I have been working on improving performance of this site. Also, there have been no stats whatsoever to be able to confidently say how many users were served successfully or when it failed where the bottlenecks are. We relied on information stored in the Database to “guess” these stats. I am adding a bunch of tools and (Java) programs to get more stats as well.
I am currently doing load testing on a test version of this site using Apache JMeter. While this tool is great and comes with a suite of reports, and I have added a tons of stats on the server side (an old Sybase EA Server) I needed something outside of these two. So, I started looking at the HTTP Access logs. EA Server includes a light weight Apache server at the core. So, the format of the log file is almost identical to a Apache Server Access logs. (On EA Server the file is called JaguarHttpRequest.log).
As usual, I looked around for tools that will help with analyzing these logs (when the computer can do the work, why do it manually?!). While searching for the tools, initially I looked for Apache log parser. I did find a few, but nothing great. (I found one PHP program though, which is kind of interesting from programming point of view). Eventually, I landed in Web Analytics Software and our good old Wiki (here) came to the rescue. I tried a few software listed there (Webalizer, AWStats) look interesting.
Finally, I tried Analog. Bingo!! This is what I have been looking for. Analog is a very simple tool to install and use. (Installation is just unzipping the zip file). Using the tool is as simple as Double clicking or running from command line, the analog.exe file.

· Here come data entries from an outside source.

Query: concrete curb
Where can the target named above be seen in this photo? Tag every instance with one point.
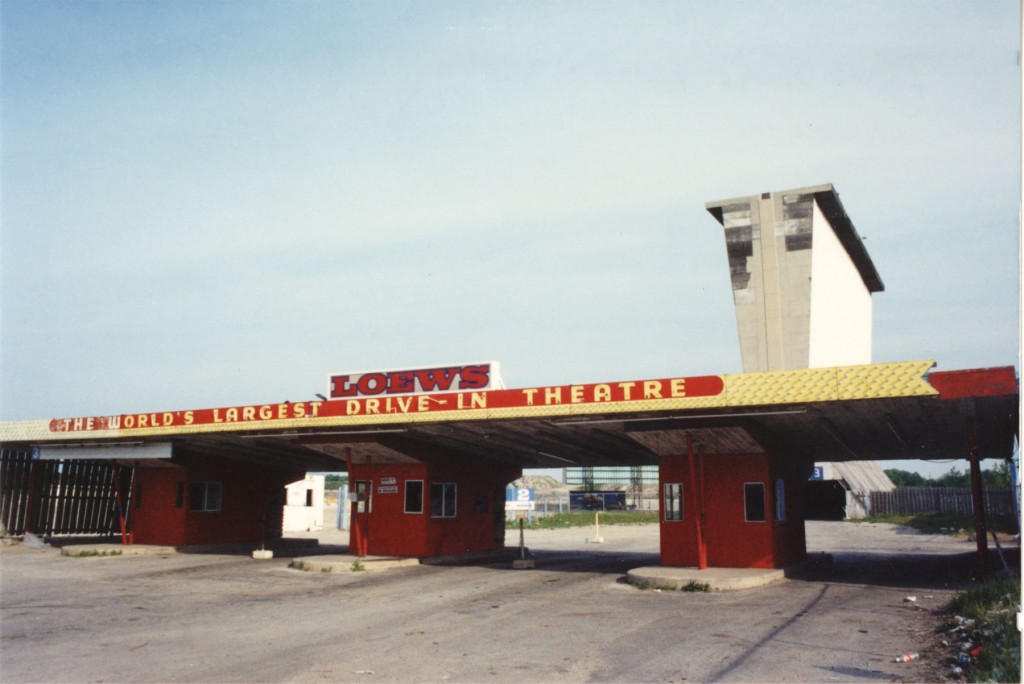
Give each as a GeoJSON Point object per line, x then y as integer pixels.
{"type": "Point", "coordinates": [345, 563]}
{"type": "Point", "coordinates": [717, 579]}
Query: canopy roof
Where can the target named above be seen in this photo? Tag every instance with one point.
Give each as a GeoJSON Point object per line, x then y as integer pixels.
{"type": "Point", "coordinates": [865, 413]}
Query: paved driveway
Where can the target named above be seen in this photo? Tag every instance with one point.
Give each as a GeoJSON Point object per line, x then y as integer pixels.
{"type": "Point", "coordinates": [217, 617]}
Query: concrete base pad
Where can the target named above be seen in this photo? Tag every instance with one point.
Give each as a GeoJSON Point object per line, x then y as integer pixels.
{"type": "Point", "coordinates": [717, 579]}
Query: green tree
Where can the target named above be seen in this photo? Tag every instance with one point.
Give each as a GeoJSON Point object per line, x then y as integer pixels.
{"type": "Point", "coordinates": [905, 477]}
{"type": "Point", "coordinates": [997, 476]}
{"type": "Point", "coordinates": [952, 478]}
{"type": "Point", "coordinates": [335, 481]}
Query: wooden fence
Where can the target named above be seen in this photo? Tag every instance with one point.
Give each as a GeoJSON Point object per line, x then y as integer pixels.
{"type": "Point", "coordinates": [907, 501]}
{"type": "Point", "coordinates": [62, 497]}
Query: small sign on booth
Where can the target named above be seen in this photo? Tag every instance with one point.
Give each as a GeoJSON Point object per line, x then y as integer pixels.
{"type": "Point", "coordinates": [520, 500]}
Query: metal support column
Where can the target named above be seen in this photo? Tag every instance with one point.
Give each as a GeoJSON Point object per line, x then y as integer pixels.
{"type": "Point", "coordinates": [980, 532]}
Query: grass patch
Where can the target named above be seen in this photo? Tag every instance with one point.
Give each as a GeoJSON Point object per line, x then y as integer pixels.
{"type": "Point", "coordinates": [985, 644]}
{"type": "Point", "coordinates": [694, 586]}
{"type": "Point", "coordinates": [584, 519]}
{"type": "Point", "coordinates": [938, 523]}
{"type": "Point", "coordinates": [91, 553]}
{"type": "Point", "coordinates": [691, 586]}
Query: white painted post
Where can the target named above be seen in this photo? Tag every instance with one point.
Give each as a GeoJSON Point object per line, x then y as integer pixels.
{"type": "Point", "coordinates": [342, 522]}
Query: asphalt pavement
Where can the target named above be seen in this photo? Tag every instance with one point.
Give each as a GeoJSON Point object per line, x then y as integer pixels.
{"type": "Point", "coordinates": [871, 593]}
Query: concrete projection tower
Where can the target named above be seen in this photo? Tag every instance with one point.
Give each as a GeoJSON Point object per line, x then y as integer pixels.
{"type": "Point", "coordinates": [802, 280]}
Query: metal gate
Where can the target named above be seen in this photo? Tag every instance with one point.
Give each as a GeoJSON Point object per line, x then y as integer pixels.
{"type": "Point", "coordinates": [72, 497]}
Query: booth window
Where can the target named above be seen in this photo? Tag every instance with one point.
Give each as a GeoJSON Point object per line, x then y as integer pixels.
{"type": "Point", "coordinates": [442, 500]}
{"type": "Point", "coordinates": [754, 502]}
{"type": "Point", "coordinates": [779, 500]}
{"type": "Point", "coordinates": [673, 505]}
{"type": "Point", "coordinates": [205, 496]}
{"type": "Point", "coordinates": [360, 495]}
{"type": "Point", "coordinates": [414, 496]}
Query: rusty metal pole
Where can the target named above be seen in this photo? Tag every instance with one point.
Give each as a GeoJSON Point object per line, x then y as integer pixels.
{"type": "Point", "coordinates": [978, 500]}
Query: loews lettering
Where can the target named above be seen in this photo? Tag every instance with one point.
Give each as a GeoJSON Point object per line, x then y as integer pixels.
{"type": "Point", "coordinates": [456, 378]}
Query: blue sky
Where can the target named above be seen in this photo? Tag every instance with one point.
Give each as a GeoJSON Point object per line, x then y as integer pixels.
{"type": "Point", "coordinates": [213, 204]}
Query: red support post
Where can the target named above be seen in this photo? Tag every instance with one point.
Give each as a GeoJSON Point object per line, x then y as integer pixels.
{"type": "Point", "coordinates": [697, 494]}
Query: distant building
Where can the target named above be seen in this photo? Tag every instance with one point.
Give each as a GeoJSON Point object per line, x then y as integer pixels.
{"type": "Point", "coordinates": [304, 505]}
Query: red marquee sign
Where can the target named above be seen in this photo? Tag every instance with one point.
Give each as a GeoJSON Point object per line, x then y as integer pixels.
{"type": "Point", "coordinates": [409, 403]}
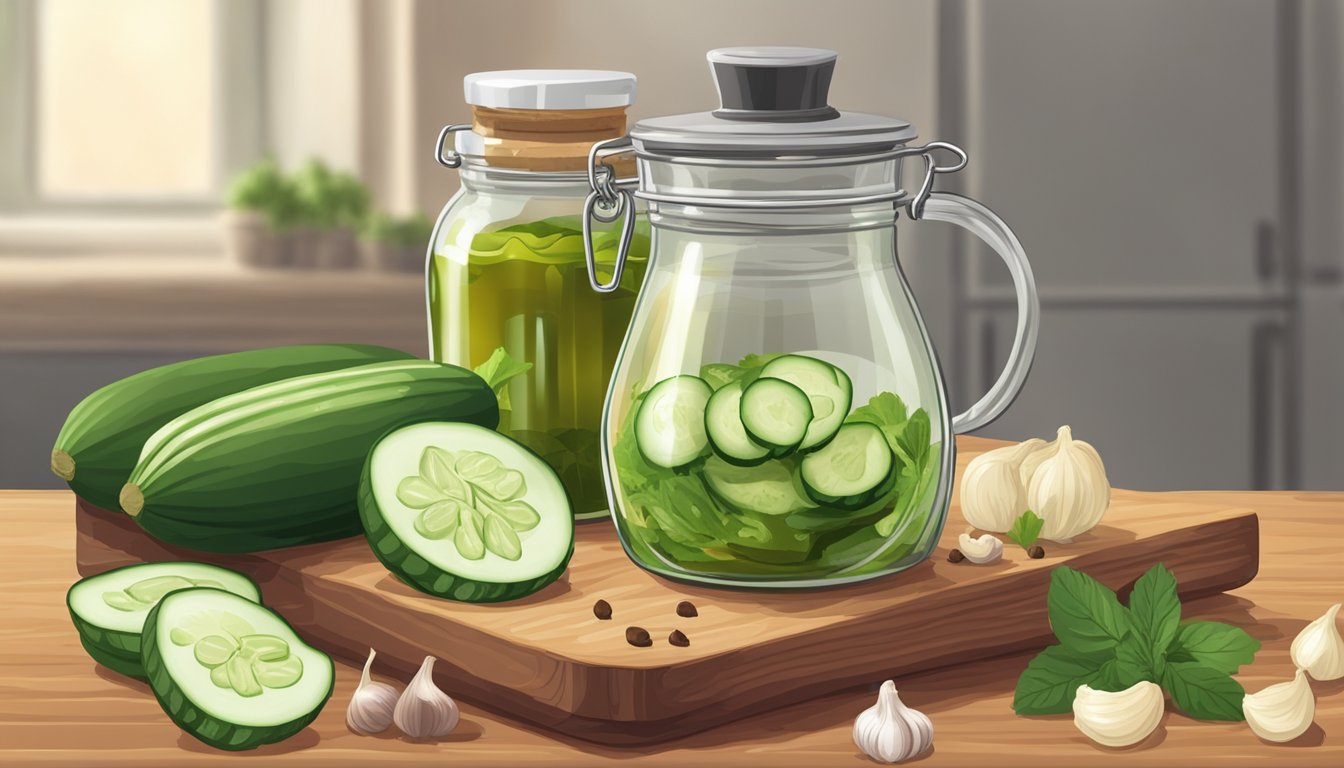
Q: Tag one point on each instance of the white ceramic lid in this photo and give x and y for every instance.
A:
(550, 89)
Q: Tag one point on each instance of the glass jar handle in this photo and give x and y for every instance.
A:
(985, 225)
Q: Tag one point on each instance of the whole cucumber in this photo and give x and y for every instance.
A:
(280, 464)
(102, 436)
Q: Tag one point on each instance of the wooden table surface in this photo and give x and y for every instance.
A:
(58, 708)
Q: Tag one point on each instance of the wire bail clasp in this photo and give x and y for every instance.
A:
(915, 207)
(605, 203)
(448, 158)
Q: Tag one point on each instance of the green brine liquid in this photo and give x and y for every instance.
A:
(526, 288)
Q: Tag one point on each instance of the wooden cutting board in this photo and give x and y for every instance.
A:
(547, 661)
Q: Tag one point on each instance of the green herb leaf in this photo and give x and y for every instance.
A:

This actually produces a (sample) report with the name Report.html. After reading more on Analog web site, I was able to customize the config file named analog.cfg. Once I tweaked this file, I started parsing the log files in minutes. I was even able to append date to the report file name and thus was able to run it in a loop to capture the stats every few minutes.
Apart from the Summary page, it also has several graphs to show stats for Hourly, Daily, Weekly, Monthly etc.
If you are looking to analyse usage patterns on your web site, this is a great tool. Check it out!